VEDAT KAN


SAHİDEN, SİZİN “VAR”LIĞINIZIN AMACI NEYDİ?

.


Ya adamda bir gülüş var inanın zannettim cennetle müjdelenmiş. O kadar tatlı, o kadar samimi ve o kadar da masum. Katkısız ve saf…

Eminim ki ülkemde bulunan bütün futbolcu kardeşlerimin gülüşü böyledir. Yönetimin,  teknik adamlarının,  teknik kadronun ve hatta bütün personellerin.

B.B.Erzurumspor/Malatya Spor maçı sonrasında Emrah kardeşimizin gülüşünden bahsediyorum. O kadar olumsuzluğa rağmen, o kadar operasyona rağmen, büyük bir azimle oynayarak aldıkları galibiyetin sevincini yaşarken sergilemiş olduğu gülüşten.

Ne garip değil mi? Adamlar amaçlarının doğrultusunda sahaya çıkıp alın teri döküyorlar ve bu döktükleri alın teri bir başka şahıs tarafından, daha önceden planlandığı gözle görülen veya tahmin edilen başka bir amaç uğruna yok sayılarak o güzelim gülücükler hüzne dönüştürülüyor.

Mutlu azınlıktan birileri para kazanacak diye, birileri sevinecek diye veya birilerinin sözü geçecek diye bir oyun, bir oyuncu, bir takım, bir kulüp, bir şehir ve binlerce insan hüzün girdabında boğduruluyor.

Gerek var mı kardeşim? Mademki oyun başlamadan galip belirleniyor o zaman bu kadar tantanaya ne lüzum var? Bu kadar insanı umutlandırmaya, hayalleriyle oynamaya, psikolojilerini bozmaya ne gerek var? Maç başlamadan puan veya puanları dağıtın, bu adamlarda yeşil saha içerisinde doksan dakika boyunca birbirlerini alt etme yerine güzelce piknik yapıversinler.

Sahanın dört bir yanında semaverler yakılır, mangallar yakılır dostluk kardeşlik içerisinde hem pikniğimiz lezzete dönüşür hem de kimsenin umudu kırılmamış olur. Gülücüklerinin yerini hayata küsmüşlük görüntüsü almaz.
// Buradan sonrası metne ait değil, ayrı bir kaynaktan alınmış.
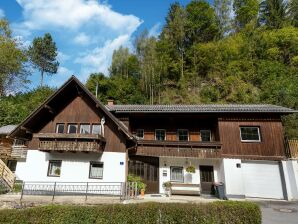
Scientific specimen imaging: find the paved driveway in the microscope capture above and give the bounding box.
[258,201,298,224]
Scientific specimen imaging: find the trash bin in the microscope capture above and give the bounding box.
[213,182,227,200]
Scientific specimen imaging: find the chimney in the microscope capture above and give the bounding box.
[108,99,114,106]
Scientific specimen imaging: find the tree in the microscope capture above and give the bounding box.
[0,19,29,97]
[28,33,59,86]
[214,0,232,36]
[233,0,259,31]
[259,0,287,29]
[186,0,219,46]
[289,0,298,27]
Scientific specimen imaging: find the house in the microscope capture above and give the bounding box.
[10,76,298,200]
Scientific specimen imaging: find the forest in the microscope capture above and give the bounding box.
[0,0,298,138]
Saatte bilmem kaç kilometre hızla gelen topa kafaya çıkmak ve beyin sarsıntısı geçirmek yerine birbirlerine semaver çayı ikram ederek var olan dostluklarını pekiştirirler. Ve hatta size bile “çay var, içersen” diye de ikramda bulunurlar. Sakatlanmazlar, birbirlerine de öfke kusmazlar. Doksan dakika sonunda piknikleri biter ve saha olaysız bir şekilde başka bir piknikte buluşmak üzere dostluk gösterileri içerisinde boşaltılır. Siz de boşuna düdük çalmaz, o güzelim ciğerlerinizi heba etmezsiniz.

Bu kadar basit mi sizce, standart nizami golü geçersiz saymak? Veya penaltı düdüğü çaldıktan sonra iptal edip, faul verip bütün dünyanın gözü önünde ceza sahasının içinde olan olay yerini ceza sahasının bir metre uzağına taşımak.

Ben sadece son maçı kaleme almaya çalıştım ama bütün maçlarınızda var bu olaylar. Ama açıklaması yok. İzahı yok, izanı yok, muhasebesi yok. Bu kadar insanın, bilhassa çocuk taraftarların ahını almayın bence, havale ettikleri makam size öyle bir kart gösterir ki aklınız şaşar.

Ha sahi bu arada “VAR” lığınızın amacı neydi, onu da pek anlayamadık?